Point Sur Lighthouse in Big Sur, California

Point Sur Lighthouse

Big Sur, California · Est. 1889

In Brief

At the Point Sur Lighthouse near Big Sur, California, the volunteers who run the tours say the old keeper families never left the rock. They have names for them — Catherine, her daughter Pokey, Ruth — and a recording of a woman putting a child to bed.

The Full Story

The Point Sur Lighthouse sits on a 361-foot volcanic rock about 25 miles south of Monterey, California, where keeper families lived in near-total isolation for decades. The volunteers who run the tours today say those families are still keeping house.

They have names for them. There's Catherine Ingersoll, a Danish immigrant who married one of the keepers — John Ingersoll really did run the light, and the family really did live here. There's her daughter, a girl the docents call Pokey. And there's Ruth, said to be another keeper's wife, who closes the kitchen doors of the keeper's house when no one is near them.
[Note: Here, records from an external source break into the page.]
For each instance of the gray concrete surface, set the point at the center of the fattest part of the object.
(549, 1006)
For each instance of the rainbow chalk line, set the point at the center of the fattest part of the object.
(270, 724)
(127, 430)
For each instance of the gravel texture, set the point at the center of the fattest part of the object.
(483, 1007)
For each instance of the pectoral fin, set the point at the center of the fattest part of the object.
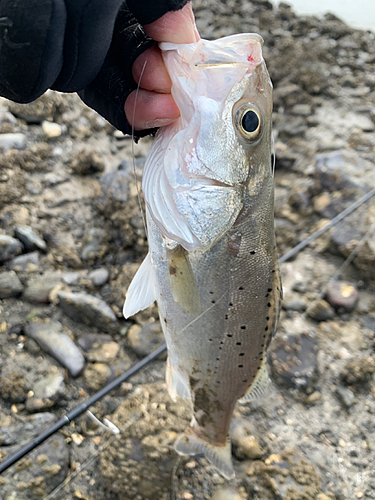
(220, 456)
(141, 292)
(182, 281)
(261, 386)
(175, 384)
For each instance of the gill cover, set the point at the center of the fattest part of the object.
(195, 170)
The names come partly from a recording. When the Travel Channel's Ghost Adventures investigated the station in 2012, the docents say a recorder caught a woman's voice saying, "Pokey, go to bed," with a faint child's voice answering. Later on the same tape: "Now she wants you to go home."

One volunteer, Sheila Fraser, says she saw a woman on a stair landing — turn of the century, hair pinned up, long puffy sleeves, a long skirt. A separate investigation in 2015 spent the night in the blacksmith's workshop and reported a child-like voice that came close and sudden a few minutes after they walked in.
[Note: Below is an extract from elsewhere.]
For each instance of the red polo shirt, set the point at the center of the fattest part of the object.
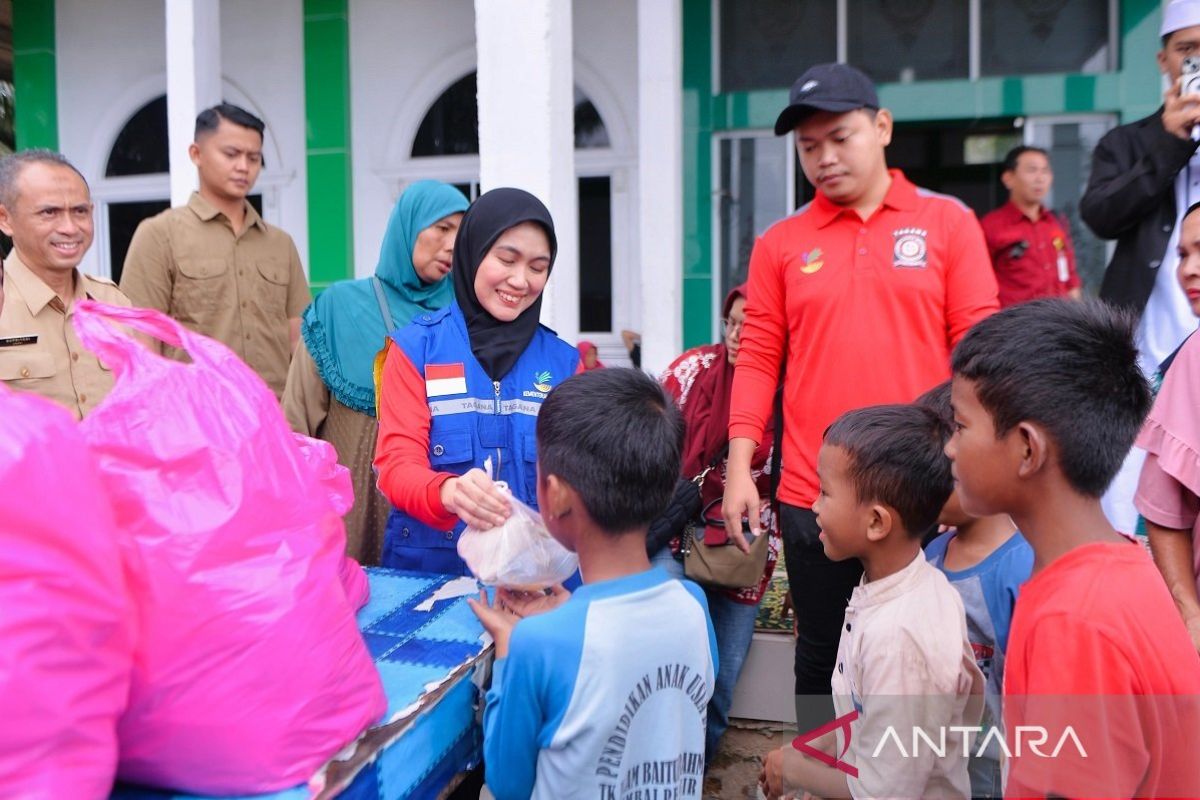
(1032, 258)
(867, 313)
The light was first lit on August 1, 1889. The Coast Guard automated it in 1972, and the resident families left the rock in the years after. The volunteers came in to restore it and run it as a state historic park, and they tell the stories on Moonlight Walks and Halloween tours that pay for the work.

The lead docent, Julie Nunes, calls the place her Shangri-La. She doesn't tell it like a haunting at all. "Nothing evil or malevolent ever happened here," she says. "These are nice ghosts." The families lived on the rock for the better part of a century. She seems to think they simply never had a reason to leave it.